Celina Diaz is the first Canadian to complete the Training Ship Denmark program, which allows her to sail around the world on 100-year-old Norwegian tall ships.
The 22-year-old lived in Kelowna until she was 17, then she jumped aboard the Sørlandet through a program called A+ World Academy to complete her final year of high school.
“I had no interest in sailing, never really had been on a sailboat before and didn’t really know what to expect. When I got there I wasn’t impressed with the whole thing. I thought sailing wasn’t going to be for me but it was a cool way to travel and we were 50 young people travelling together,” she said.
Diaz attended école de L’Anse-au-sable, but with her small number of classmates, she developed a desire to travel. She began researching exchange programs online when she found High School at Sea.

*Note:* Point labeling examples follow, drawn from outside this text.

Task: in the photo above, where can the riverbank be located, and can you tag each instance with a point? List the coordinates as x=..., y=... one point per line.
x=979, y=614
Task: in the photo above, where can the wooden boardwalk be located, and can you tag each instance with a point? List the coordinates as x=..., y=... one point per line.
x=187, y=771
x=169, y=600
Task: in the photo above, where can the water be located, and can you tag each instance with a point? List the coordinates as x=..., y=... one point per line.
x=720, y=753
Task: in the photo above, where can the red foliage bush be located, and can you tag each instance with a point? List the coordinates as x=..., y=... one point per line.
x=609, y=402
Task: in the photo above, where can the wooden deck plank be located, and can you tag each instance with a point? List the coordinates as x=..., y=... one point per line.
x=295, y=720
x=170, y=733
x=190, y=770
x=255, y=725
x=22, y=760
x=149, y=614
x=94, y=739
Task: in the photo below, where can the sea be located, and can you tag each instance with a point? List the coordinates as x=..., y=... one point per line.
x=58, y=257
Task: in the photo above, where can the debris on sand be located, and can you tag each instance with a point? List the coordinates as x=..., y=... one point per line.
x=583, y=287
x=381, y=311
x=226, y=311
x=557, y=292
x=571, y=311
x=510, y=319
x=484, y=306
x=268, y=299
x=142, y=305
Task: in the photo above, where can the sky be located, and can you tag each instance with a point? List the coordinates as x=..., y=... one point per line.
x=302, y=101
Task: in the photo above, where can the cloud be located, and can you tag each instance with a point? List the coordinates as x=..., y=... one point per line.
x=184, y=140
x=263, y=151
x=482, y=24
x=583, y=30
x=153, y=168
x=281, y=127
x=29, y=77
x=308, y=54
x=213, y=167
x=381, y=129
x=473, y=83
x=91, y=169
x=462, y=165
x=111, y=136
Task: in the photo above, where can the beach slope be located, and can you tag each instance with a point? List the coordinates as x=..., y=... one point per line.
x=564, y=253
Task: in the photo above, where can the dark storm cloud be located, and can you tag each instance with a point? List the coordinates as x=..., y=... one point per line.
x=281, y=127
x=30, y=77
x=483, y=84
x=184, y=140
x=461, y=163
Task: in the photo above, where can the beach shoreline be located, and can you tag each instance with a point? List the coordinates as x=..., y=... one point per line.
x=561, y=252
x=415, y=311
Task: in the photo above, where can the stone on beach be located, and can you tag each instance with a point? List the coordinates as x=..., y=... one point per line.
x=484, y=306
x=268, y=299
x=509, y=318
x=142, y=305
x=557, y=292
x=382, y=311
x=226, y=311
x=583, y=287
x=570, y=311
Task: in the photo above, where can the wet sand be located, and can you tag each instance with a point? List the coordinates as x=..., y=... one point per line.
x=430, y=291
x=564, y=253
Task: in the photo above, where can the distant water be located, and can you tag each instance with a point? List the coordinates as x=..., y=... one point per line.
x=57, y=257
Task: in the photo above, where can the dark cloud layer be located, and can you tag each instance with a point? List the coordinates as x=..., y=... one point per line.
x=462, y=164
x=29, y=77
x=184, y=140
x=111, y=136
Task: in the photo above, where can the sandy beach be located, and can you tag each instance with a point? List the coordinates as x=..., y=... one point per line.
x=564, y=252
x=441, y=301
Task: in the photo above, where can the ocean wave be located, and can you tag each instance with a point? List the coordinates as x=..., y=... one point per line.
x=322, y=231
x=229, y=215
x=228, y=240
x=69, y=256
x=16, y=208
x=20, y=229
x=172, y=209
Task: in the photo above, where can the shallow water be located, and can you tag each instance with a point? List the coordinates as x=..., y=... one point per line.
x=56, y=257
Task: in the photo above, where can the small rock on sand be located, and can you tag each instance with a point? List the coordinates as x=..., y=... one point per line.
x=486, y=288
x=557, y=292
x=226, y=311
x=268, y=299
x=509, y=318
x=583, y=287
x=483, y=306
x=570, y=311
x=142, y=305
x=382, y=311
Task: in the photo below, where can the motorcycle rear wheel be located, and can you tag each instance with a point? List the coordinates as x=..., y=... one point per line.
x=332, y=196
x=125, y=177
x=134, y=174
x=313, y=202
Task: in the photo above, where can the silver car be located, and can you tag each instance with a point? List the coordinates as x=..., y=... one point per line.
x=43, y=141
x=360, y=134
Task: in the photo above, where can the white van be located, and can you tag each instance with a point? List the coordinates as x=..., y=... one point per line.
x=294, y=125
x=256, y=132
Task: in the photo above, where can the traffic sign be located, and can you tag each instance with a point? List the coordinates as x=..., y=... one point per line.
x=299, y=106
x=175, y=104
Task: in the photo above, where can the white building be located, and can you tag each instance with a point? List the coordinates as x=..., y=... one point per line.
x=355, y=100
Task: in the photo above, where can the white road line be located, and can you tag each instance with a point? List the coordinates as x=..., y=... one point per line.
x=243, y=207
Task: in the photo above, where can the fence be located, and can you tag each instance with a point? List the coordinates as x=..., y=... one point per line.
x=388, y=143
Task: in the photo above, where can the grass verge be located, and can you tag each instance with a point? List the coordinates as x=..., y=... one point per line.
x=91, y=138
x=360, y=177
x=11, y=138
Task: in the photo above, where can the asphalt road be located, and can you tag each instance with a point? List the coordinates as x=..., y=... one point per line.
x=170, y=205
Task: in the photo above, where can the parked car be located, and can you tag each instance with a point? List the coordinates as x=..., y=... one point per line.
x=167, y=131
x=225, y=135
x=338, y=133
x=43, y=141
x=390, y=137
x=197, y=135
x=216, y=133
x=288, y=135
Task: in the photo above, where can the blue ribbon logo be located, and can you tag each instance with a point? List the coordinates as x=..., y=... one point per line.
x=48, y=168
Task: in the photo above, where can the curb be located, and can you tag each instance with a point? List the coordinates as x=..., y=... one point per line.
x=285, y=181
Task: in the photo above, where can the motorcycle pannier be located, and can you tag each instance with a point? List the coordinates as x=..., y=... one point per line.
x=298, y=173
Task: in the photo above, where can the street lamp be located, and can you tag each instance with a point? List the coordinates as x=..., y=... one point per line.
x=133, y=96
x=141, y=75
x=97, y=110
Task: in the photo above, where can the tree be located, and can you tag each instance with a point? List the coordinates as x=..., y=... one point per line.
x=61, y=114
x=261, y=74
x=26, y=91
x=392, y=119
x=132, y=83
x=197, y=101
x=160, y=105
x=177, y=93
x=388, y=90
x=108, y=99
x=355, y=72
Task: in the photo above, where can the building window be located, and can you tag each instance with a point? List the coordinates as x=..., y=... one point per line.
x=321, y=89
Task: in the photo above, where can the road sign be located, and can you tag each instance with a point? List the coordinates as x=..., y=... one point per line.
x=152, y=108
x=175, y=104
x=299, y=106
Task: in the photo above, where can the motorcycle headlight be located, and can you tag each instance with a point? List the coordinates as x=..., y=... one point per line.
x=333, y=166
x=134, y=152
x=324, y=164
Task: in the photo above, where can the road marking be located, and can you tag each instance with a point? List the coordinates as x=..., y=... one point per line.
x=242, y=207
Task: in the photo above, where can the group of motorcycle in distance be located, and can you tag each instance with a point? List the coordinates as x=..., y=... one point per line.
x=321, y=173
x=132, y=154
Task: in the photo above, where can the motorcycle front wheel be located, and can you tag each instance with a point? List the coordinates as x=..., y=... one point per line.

“Imagine going to school with the same 20 people and by Grade 11 there were three, so there was a need for some stimulation,” she said.
It didn’t take long before she developed a fondness for the lifestyle.
“I was just interested in that we were travelling to 25 countries. There’s not very many high schools that can offer you that.”
After nine months onboard the Sørlandet, which was first launched as a school ship in 1927, she decided to pursue navigation as a career.
Danish sailors encouraged her to complete her training through the program, and she became “the first non-European to have studied there,” she said, as she learned the basics of sailing
The day after she completed her training, she was hired onto the Sørlandet to teach students, moving from student to teacher.
“It’s a really fun adventure, I think it’s the best job I could’ve picked out for myself,” she said.
And the adventure continues. Recently, Diaz travelled with students across the Atlantic and Pacific Oceans, from Norway to Hong Kong.
The ship is without hydraulics, so everything is maintained by rope and hand, she said. “It’s like sailing a really old museum around.”
No longer used to carry cargo, the ships are used for touring and teaching purposes. Although old, they can handle the rough winds and waters.
While crossing the North Atlantic last year, Diaz faced hurricane-force winds, while racing against another training tall ship.
“I wasn’t scared because I had a good adrenaline trip,” she said.
Diaz has made a stop in Kelowna until the end of the month to visit family but lives in Denmark. She sets sail at the end of January until June for her next teaching adventure.
In her down time, she continues to pursue a career in navigation and attends the Marstal Navigationsskole in Denmark, where she is the only Canadian to have studied there.